Hands up who else thought Zlatan would be earning crazy money in America?
Having been raking in more than a quid or two for months while being injured at Man United, it’s safe to say that the enigmatic Swede is probably not short of cash right now.
Despite this, his wages at new club LA Galaxy are extremely modest, by football standards at least.
It is reported that Zlatan is taking a 95% pay cut to join Galaxy in MLS, earning $1.5 million a year (violin plays).
That works out at $33,000-a-week, or £23,000-a-week in good old English money.
His new salary is a stark contrast to the £20million a year (£367,000-a-week) that the 36-year-old was rinsing United for.
Zlatan only made 5 appearances for the Red Devils this season, 4 of those coming from the bench.
In total, he scored 17 goals in 33 Premier League appearances over two seasons at Old Trafford.
His move to MLS was announced last week having been rumoured for months.
Galaxy announced the signing like this…
His new salary comes as a surprise given the money thrown at recent imports.
With Sebastian Giovinco, Andrea Pirlo and David Villa all on big cash during their American holidays, you would be forgiven for assuming Zlatan would be joining those stars.
MLS clubs face a $4million wage cap on their squads, but they can exceed this with a few “designated players” (DP).
Otherwise known as the “Beckham Rule”, the DP rule allows clubs to buy three players whose transfer fee and wages exceed the maximum budget charge.
A player’s DP status is determined by averaging all amounts payable to them over the length or their contract.
All very not complicated at all, they have playoffs too…
Unlike many of his MLS predecessors, including, Theirry Henry and Steven Gerrard, Galaxy’s latest signing will not be a “designated player.”
But similarly to Beckham, Zlatan could still receive large income through sponsorship and other endorsements.

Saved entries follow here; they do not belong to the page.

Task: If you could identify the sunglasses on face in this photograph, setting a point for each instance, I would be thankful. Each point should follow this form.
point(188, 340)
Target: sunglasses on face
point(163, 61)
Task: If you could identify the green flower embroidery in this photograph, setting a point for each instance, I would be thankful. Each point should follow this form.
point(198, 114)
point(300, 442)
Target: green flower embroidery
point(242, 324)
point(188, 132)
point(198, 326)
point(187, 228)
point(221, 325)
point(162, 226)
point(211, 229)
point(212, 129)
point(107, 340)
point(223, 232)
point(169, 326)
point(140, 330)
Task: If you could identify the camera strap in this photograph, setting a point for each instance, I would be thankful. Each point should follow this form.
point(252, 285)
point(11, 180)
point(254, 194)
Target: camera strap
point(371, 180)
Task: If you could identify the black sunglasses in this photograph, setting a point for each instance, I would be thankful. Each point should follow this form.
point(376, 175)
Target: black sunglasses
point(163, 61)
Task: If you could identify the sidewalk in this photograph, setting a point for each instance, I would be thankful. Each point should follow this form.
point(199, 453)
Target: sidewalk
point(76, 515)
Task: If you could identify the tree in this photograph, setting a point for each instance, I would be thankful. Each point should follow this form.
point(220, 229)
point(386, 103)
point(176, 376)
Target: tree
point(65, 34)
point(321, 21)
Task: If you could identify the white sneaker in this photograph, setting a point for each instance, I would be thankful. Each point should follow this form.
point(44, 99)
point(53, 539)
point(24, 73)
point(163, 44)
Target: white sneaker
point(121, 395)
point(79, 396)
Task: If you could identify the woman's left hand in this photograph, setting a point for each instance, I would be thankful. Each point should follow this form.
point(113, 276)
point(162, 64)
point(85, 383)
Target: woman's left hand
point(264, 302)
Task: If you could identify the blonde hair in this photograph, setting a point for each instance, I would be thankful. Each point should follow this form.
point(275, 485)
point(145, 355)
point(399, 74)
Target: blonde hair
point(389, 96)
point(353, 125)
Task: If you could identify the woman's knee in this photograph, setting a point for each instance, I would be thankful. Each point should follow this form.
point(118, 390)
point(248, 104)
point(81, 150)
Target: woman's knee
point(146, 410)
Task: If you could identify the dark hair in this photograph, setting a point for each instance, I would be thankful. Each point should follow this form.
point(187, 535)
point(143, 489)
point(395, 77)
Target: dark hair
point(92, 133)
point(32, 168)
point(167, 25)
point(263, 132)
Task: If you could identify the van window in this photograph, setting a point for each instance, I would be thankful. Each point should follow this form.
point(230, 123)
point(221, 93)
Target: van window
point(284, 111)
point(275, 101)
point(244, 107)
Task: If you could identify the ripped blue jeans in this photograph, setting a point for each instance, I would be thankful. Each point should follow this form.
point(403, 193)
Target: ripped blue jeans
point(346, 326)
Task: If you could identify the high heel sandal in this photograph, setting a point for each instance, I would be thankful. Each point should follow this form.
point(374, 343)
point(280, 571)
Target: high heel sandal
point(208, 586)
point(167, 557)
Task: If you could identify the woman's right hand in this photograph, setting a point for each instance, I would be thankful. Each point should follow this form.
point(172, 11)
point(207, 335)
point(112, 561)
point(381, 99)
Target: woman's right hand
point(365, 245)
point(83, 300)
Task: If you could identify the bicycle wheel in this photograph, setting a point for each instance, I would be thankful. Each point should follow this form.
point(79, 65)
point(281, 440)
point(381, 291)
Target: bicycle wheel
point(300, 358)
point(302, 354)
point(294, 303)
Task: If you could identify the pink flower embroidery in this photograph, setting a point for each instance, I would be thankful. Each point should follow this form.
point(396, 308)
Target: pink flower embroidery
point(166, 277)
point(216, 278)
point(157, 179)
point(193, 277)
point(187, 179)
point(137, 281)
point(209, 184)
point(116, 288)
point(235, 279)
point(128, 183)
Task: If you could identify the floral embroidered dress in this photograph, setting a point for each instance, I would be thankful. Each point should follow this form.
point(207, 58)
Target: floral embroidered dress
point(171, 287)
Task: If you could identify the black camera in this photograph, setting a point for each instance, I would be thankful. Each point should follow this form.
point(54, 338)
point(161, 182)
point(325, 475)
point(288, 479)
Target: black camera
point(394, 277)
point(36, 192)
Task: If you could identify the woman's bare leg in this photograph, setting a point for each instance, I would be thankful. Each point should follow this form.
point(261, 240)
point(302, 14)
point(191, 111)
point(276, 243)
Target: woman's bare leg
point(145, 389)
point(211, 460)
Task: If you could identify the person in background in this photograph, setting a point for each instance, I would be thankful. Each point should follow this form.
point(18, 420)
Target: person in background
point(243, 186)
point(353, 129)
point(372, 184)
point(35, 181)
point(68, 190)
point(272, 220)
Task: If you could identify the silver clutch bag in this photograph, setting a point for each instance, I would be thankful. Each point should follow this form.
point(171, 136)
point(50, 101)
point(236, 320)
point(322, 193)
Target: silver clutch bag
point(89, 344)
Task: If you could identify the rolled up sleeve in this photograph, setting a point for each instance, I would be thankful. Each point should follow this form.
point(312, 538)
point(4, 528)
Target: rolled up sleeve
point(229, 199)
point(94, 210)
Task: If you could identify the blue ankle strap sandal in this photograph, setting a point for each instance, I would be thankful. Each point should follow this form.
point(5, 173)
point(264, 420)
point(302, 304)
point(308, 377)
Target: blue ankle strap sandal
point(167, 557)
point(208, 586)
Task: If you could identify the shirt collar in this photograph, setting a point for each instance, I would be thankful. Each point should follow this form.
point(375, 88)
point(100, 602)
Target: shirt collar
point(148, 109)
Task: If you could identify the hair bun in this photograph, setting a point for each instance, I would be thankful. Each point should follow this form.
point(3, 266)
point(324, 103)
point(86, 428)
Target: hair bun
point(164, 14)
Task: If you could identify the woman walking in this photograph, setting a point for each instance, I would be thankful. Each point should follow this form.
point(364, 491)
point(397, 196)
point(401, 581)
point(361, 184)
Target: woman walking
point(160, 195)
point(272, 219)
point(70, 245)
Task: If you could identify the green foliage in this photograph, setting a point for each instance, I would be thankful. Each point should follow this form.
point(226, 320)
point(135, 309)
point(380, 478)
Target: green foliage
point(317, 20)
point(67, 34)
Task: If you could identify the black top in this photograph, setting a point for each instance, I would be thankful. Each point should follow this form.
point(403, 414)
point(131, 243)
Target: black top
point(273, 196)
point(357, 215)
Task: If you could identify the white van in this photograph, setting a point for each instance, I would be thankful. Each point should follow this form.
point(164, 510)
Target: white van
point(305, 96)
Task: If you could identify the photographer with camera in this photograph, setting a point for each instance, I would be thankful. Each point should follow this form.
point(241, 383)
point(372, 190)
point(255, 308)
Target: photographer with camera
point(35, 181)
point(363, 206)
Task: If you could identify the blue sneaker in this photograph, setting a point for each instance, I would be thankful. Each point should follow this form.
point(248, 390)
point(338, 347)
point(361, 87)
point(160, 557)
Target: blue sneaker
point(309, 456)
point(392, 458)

News of Zlatan’s wage is a welcome relief to the tiresome trend of players just treating MLS as a cash cow.
Usually a player of his calibre wouldn’t dream of making the move without being a DP.
It’s a good look for the ever-improving MLS, which has boasted European-like attendances over the last year.
And it’s an admirable move on Zlatan’s part, given the money he could have earned in the considerably less competitive Chinese Super League.
Now 36, Zlatan is yet to reveal whether he will be coming out of international retirement for one final time to play for Sweden in the World Cup.
An impressive season with Galaxy could tempt him to grace one final big stage before hanging up his boots for good.